Die USA, im Kampf gegen Steuer-Hinterzieher fortschrittlich, lobbyieren für ihre Konzerne in Europa, meint StZ-Brüssel-Korrespondent Christopher Ziedler.

Brüssel - Viele Politikfelder gibt es nicht, auf denen die Europäer in den vergangenen Jahren entscheidend vorangekommen sind. Der Kampf gegen die Steuerhinterziehung durch Privatpersonen gehört dazu. Länder wie die Schweiz. Luxemburg oder Liechtenstein haben sich EU-Regeln zum automatischen Informationsaustausch angeschlossen. Bezeichnend dabei ist, dass der entsprechende Handlungsdruck nicht aus Europa kam, sondern aus Amerika. Es war Washington, das über seinen eigenen „Fatca“-Standard, der Banken aus unkooperativen Staaten ernste Konsequenzen auf dem US-Markt androht, der Steuerflucht in Europa einen herben Schlag versetzt hat.

 

Mit derselben Härte gehen die Amerikaner in diesen Tagen vor, wenn es darum geht, Unternehmenssteuern im eigenen Land zu halten – diesmal freilich zum Nachteil der europäischen Steuerzahler. Machtvoll lobbyiert US-Finanzminister Jack Lew bei der EU-Kommission, damit sie ihre Untersuchungen gegen Apple und Amazon einstellen möge und nicht auf die Idee komme, rückwirkend Steuernachzahlungen an Irland und Luxemburg zu fordern, wie das im Falle von Starbucks in den Niederlanden bereits geschehen ist. Der Vorwurf, Brüssel betreibe dabei eine Art von „Steuerrassismus“ gegenüber amerikanischen Konzernen, ist absurd. Es liegt in der Natur der Sache, dass Regierungen bei ausländischen Investoren mit großen Namen vielleicht eher die Grenzen des Erlaubten zu überschreiten bereit sind und allzu großzügiges Entgegenkommen bei bekannten Marken schneller auffliegt – zumal innereuropäische Firmenverlagerungen angesichts der engen Verflechtung auf dem Binnenmarkt anfangs weniger Verdacht in der Öffentlichkeit erregen. Inzwischen laufen jedoch viel mehr Untersuchungen, nicht nur gegen US-Firmen.

Die Unschuldslämmer sollten die Konzerne nicht spielen

Auf die steuerlichen Lockmittel sind sie jedenfalls gerne eingegangen. Strafbar haben sie sich damit nicht gemacht – schließlich sind die Regierungen dafür verantwortlich, welche Vergünstigungen sie gewähren. Die Unschuldslämmer sollten sie, wie jetzt vor dem Untersuchungsausschuss des Europaparlaments, freilich auch nicht spielen.
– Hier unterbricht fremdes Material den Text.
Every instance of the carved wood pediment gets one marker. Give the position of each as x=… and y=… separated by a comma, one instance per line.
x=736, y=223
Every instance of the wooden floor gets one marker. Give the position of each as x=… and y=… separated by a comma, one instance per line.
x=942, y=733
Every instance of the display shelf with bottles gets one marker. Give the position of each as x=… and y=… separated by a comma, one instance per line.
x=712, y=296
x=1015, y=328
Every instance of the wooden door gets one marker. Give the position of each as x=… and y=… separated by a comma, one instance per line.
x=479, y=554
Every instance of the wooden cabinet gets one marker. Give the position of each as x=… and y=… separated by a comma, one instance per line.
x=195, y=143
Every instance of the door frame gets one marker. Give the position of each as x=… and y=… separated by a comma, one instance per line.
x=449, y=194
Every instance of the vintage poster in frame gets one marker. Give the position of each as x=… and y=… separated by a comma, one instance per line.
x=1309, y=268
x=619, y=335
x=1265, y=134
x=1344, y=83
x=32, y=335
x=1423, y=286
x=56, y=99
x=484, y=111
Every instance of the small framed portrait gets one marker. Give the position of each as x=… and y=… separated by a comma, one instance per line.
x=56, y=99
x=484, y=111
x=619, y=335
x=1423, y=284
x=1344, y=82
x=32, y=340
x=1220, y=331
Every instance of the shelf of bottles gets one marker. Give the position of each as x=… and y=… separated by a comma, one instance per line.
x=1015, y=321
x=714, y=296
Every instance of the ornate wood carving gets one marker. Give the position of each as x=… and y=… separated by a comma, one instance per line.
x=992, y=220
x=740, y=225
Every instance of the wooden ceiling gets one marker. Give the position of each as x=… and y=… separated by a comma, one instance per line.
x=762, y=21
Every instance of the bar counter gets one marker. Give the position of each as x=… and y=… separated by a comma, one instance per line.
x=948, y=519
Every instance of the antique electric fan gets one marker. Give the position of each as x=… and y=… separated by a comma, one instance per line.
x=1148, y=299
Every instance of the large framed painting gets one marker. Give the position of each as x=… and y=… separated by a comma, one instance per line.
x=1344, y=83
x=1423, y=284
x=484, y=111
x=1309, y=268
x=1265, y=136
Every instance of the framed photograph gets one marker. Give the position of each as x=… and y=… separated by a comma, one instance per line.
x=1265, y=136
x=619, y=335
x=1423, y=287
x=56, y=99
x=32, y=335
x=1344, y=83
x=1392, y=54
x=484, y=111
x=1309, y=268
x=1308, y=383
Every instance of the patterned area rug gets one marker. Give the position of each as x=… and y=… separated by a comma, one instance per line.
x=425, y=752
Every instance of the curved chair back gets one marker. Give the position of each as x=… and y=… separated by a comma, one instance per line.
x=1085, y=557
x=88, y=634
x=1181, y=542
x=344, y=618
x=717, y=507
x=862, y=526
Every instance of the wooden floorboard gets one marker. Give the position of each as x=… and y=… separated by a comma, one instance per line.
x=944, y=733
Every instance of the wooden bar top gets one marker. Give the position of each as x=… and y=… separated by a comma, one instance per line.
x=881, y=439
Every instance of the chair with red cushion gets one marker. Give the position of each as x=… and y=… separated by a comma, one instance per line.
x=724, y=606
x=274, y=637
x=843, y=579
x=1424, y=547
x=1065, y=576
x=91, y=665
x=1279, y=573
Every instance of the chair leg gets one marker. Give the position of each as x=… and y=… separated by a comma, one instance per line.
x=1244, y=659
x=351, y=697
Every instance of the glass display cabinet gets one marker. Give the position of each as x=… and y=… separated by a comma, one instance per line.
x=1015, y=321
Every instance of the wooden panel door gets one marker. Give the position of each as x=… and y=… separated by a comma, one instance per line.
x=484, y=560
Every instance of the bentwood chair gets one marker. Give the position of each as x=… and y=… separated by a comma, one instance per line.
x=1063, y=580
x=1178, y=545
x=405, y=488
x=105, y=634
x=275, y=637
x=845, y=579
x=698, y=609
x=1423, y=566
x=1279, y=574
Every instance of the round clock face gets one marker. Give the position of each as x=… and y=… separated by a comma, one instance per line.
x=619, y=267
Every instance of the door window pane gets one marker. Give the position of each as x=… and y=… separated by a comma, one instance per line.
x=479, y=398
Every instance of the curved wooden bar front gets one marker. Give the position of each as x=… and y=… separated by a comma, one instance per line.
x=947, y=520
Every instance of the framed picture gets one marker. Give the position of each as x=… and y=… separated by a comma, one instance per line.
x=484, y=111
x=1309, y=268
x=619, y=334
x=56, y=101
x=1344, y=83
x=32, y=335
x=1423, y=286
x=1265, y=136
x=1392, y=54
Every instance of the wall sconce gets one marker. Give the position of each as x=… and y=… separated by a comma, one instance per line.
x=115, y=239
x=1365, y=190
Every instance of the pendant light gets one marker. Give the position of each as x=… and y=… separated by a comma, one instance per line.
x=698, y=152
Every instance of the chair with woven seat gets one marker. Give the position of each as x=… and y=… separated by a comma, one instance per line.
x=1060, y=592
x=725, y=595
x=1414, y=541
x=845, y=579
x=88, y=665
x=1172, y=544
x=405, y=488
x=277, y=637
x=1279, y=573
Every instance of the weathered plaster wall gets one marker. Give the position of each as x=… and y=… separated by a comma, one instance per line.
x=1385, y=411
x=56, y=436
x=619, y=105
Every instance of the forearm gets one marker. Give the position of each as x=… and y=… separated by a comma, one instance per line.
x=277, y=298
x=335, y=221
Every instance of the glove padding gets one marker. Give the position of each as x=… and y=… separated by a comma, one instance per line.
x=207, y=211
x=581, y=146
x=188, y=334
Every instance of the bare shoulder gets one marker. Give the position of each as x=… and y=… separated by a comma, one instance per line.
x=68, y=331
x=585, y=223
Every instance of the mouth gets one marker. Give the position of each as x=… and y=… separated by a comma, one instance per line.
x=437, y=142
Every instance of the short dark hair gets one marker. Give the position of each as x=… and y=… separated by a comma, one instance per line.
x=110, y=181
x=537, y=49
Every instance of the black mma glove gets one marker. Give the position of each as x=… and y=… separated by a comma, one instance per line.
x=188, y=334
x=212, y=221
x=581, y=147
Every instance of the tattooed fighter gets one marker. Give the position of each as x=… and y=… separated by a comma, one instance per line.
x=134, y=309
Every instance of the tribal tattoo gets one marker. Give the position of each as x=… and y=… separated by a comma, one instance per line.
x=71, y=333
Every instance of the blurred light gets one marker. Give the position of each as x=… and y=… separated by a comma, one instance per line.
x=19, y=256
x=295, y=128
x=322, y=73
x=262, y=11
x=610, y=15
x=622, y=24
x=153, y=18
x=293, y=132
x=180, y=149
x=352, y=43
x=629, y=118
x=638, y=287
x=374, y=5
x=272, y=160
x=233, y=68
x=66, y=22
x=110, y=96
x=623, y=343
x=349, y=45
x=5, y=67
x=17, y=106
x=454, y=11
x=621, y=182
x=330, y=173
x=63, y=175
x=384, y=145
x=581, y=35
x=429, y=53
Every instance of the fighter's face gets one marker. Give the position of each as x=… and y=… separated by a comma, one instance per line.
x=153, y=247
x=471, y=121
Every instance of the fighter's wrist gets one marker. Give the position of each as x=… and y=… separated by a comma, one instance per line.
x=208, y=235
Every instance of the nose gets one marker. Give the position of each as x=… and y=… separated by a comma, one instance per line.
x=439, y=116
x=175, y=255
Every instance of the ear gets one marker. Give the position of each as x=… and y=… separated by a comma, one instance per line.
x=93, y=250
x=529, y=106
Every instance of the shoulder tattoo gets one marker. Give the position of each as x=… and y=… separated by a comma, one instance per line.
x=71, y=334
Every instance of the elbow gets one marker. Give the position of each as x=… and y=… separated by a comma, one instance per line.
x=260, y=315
Sie werden zumindest geahnt haben, dass ihre Steuervergünstigungen mehr als lukrativ waren. Und sie schrecken auch nicht davor zurück, den US-Finanzminister für ihre Dinge einzuspannen.

Die Untersuchungen in Brüssel sollten eher noch vorangetrieben werden – im Sinne der europäischen Steuerzahler.